— Спрашиваешь! Гайки туго, конечно, закручивались, до предела, можно сказать. До сих пор стонут все косточки. И намаешься, бывало, — соль на плечах, а все равно хорошо. Кузя, дружок мой, даже в Москву к матери ездил.
И снова заговорили приятели о том далеком, родном, что всегда согревает сердце солдата. Собственно, говорил один Слободкин, Зимовец слушал, изредка перебивая вопросами. Но он готов был слушать сколько угодно, хоть десять ночей подряд. О поездке Кузи домой. О Москве. О том, как шагал по ней Кузя, выполняя поручения ребят и его, Слободкина, поручение. О том, как давно и недавно все это было. О матери Сергея.
— Поседела она перед самой войной, словно чуяло ее сердце. Представляешь? Кузя на порог, в мае это было, в самых последних числах, а она ему навстречу будто в белом платке. Кузя растерялся даже: я ему совсем другой портрет рисовал. Но вида, конечно, не подал. А она фартук к глазам и на кухню скорей: не терпелось ей гонца от сына поскорей за стол усадить. И уже оттуда кричит что-то. Слов Кузя не слышит, идет на ее голос. А она уже справилась со своей слабостью, стряпает что-то, только руки чуть-чуть дрожат и тарелка летит на пол, разбивается в мелкие брызги. «Это к счастью! — смеется и снова подносит фартук к глазам. — Ну, как там сыночек мой? Как?..»
Зимовец слушал Слободкина внимательно, только в конце рассказа вздохнул:
— Все матери похожи одна на другую. Она где сейчас-то?
— В Москве. Вчера письмо ей отправил. Долго ли теперь почта ходит?
— А кто ее знает, мне писать некому, — снова вздохнул Зимовец. — Но ты пиши, пиши, ей там легче будет с письмами-то. Одна она у тебя?
— Отец нас оставил до войны. Не знаю, что у них вышло, осуждать не буду, но мать убивалась сильно. Потом отошла немного. Замкнулась только. Когда в армию меня брали, как на тот свет провожала. Самое страшное на войне — это, по-моему, слезы материнские.
— Так ведь войны еще тогда не было.
— В воздухе пахло уже. Для меня она с тех слез и началась. Так мне сейчас, по крайней мере, кажется.
— Может, поспим все-таки немного? — спросил Зимовец.
Слободкин сказал в ответ что-то напускное, неестественно бодрое и сам смутился от своего тона.
— Не обращай внимания на меня. Расквасишься вот так и городишь черт знает что. А на душе действительно накипело. Мне бы только письмо получить от Ины.

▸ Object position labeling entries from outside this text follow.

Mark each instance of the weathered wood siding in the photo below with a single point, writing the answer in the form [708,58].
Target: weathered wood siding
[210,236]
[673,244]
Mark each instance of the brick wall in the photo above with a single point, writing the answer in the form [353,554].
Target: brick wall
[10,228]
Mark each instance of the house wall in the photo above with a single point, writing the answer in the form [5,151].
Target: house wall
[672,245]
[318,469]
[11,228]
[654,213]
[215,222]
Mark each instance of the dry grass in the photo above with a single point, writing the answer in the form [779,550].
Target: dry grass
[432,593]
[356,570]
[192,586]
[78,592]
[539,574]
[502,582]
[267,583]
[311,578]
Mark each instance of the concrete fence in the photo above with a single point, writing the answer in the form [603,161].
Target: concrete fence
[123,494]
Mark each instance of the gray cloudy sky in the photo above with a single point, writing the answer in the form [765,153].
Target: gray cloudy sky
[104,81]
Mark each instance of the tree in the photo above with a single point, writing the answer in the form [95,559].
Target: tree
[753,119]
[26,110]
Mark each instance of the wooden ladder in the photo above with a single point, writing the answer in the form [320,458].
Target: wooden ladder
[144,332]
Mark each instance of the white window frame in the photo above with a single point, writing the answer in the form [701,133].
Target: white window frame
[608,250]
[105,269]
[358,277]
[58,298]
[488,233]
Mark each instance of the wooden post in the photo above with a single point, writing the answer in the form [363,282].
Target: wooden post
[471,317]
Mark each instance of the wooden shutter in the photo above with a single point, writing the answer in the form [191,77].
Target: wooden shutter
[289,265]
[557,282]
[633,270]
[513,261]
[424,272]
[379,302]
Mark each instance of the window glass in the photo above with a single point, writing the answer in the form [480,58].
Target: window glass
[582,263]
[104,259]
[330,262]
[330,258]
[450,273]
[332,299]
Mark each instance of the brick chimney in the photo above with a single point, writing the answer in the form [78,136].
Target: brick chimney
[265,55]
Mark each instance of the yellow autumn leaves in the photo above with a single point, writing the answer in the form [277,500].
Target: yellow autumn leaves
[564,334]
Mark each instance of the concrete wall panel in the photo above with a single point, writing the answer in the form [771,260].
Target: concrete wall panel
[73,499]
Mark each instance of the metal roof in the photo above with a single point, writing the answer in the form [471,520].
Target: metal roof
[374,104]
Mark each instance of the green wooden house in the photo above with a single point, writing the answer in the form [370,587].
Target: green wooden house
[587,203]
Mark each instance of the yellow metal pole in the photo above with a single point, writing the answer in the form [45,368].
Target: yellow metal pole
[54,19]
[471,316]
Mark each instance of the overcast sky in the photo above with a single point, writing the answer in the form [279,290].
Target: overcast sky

Да и от матери тоже. Двое их у меня на земле. О той и другой сердце ноет.
Слободкин с Зимовцом уснули только под самое утро. Усталость все-таки взяла свое.
Проснулся Сергей от грохота. Ему вдруг почудилось, что дежурный по роте приволок охапку березовых дров и озорно швырнул их возле печки. Поленья раскатились по всему полу, до самых дальних углов и продолжали еще там погромыхивать, перекатываясь с боку на бок на суковатых горбушках.
Слободкин открыл глаза, всмотрелся в полутьму — несколько человек, чтобы скорее согреться, яростно пританцовывали на промерзшем за ночь полу барака. Вот и все дрова…
Сергей стал тормошить приятеля:
— Подъем, подъем! Гляди, рота уже на ногах.
— Рота?.. — встрепенулся Зимовец. — Смотри-ка, и верно! Ну что ж, встаем, выходим строиться.
Весь день Слободкин был под впечатлением этого утра. Стоял у станка, а сам про звонко рассыпавшиеся по полу дрова вспоминал. Толкался в очереди в столовку — мысль о первой роте и тут не покидала его. Ребята все до одного возникали перед его взором, выстраиваясь по росту точно так, как на поверке. Прохватилов, Кузя, Гилевич, Исаев, Дашко… Будто и не расставался с ними, будто чувствует сейчас плечо каждого из них, вот так, как плечо Зимовца, стоящего рядом. Неужели это вернется когда-нибудь? Вернется, надо только уметь ждать и надеяться. А тесто что ж, к тесту тоже привыкнуть можно. Привыкнем скоро. Привыкаем уже.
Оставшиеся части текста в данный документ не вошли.